HOLIDAY, Fla. — A couple in Holiday, Florida, was unable to turn away when they encountered two homeless children outside their church.
Pastor Ronnie Stewart and his wife Krystal started Refuge Church to help those in the community.
When they saw a boy looking in the church through glass doors, they were shocked.
While working on a project with Metropolitan Ministries to give hot meals to the homeless, they saw the boy and his younger brother in a car seat.
Bay 9 News reported that Mark Purcell, the executive chef at Metropolitan Ministries, saw the boys and their parents first.
“The mother was shy and timid and hiding in the corner," Purcell said.
He invited them to Refuge Church for a hot meal the next day, when the Stewarts saw them.
“We noticed right outside the glass doors that a family with two small children was sitting outside the awning of the church," said Krystal Stewart.
After encountering the family multiple times, the Stewarts offered to take the children in one cold night to clean them up, and the parents obliged.
"They were covered in bug bites, head to toe. They were so filthy that we actually had to bathe and drain and bathe again, two different times," Krystal Stewart told WITI. "The toddler who did have shoes on didn't have any socks on.
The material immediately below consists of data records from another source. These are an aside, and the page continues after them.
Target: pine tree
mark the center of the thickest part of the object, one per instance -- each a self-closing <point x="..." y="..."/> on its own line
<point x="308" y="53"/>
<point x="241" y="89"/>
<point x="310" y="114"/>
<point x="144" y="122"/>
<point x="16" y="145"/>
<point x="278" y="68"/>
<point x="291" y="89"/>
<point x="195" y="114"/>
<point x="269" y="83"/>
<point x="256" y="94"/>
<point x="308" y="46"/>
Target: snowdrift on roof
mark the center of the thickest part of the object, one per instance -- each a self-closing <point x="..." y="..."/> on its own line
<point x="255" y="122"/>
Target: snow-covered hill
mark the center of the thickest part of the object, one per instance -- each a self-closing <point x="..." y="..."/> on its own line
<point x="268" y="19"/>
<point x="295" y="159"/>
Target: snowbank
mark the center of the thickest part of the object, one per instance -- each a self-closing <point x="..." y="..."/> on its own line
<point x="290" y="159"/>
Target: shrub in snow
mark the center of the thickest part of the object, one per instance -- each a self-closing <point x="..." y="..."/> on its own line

When we took his shoes off, the little skin on the top of his feet actually came off."
The couple wanted to work with the parents to get them into housing too, but they rejected the offer.
"Because of their lifestyle of substance abuse and drugs, they wanted to live out with their homeless population," Krystal Stewart said.
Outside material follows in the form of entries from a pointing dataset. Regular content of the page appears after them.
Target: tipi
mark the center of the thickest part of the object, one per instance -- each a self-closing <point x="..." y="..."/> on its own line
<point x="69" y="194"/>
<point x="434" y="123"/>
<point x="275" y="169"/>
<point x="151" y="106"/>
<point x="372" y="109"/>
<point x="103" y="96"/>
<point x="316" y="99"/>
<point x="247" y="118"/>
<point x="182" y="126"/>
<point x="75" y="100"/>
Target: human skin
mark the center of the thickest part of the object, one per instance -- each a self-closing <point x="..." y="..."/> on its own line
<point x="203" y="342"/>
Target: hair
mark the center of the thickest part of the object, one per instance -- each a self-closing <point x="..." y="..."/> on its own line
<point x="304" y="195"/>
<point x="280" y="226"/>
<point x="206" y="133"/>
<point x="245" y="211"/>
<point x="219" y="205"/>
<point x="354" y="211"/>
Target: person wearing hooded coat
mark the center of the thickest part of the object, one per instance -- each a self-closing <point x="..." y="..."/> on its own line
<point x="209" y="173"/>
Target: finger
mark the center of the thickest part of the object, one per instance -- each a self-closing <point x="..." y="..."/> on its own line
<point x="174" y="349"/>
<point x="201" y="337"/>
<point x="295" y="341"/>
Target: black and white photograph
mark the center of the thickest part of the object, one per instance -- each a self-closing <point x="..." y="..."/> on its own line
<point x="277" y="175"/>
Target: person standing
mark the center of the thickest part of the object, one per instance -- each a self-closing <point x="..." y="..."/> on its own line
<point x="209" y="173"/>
After a while, a social worker met with the parents and they asked the Stewarts if they could take in their children.
For five months, the boys stayed with the Stewarts.
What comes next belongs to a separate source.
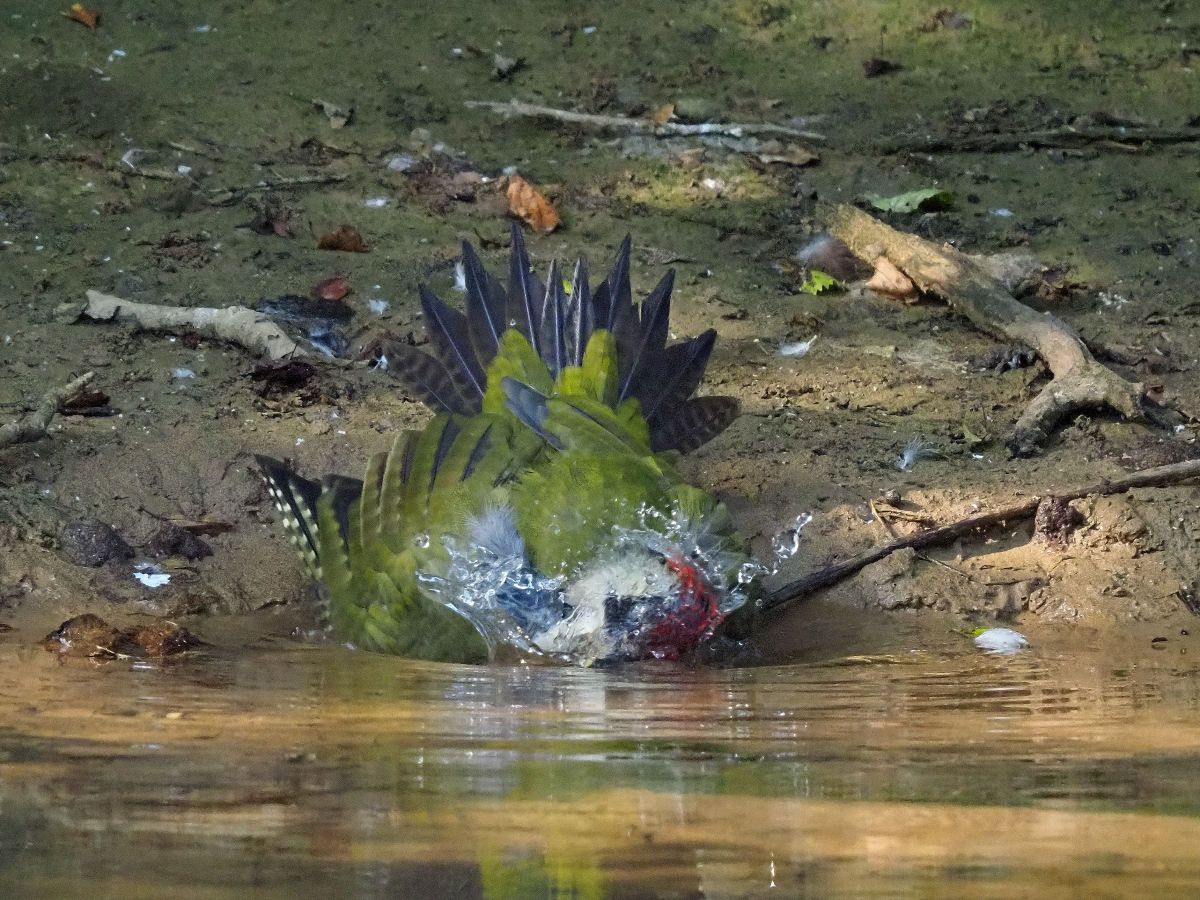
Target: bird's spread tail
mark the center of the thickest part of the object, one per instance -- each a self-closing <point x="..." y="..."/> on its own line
<point x="558" y="324"/>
In March, the parents asked the Stewarts if they could adopt their children.
The boys, which Today.com reported are ages 2 and 11 months, are now part of the family, and have three siblings: Ronnie, 15, Riley, 13, and Selah, 8.
The couple set up a GoFundMe page to help with legal costs and the process of finalizing the adoption of the two boys.
Donors have raised over $22,000, surpassing its $10,000 goal.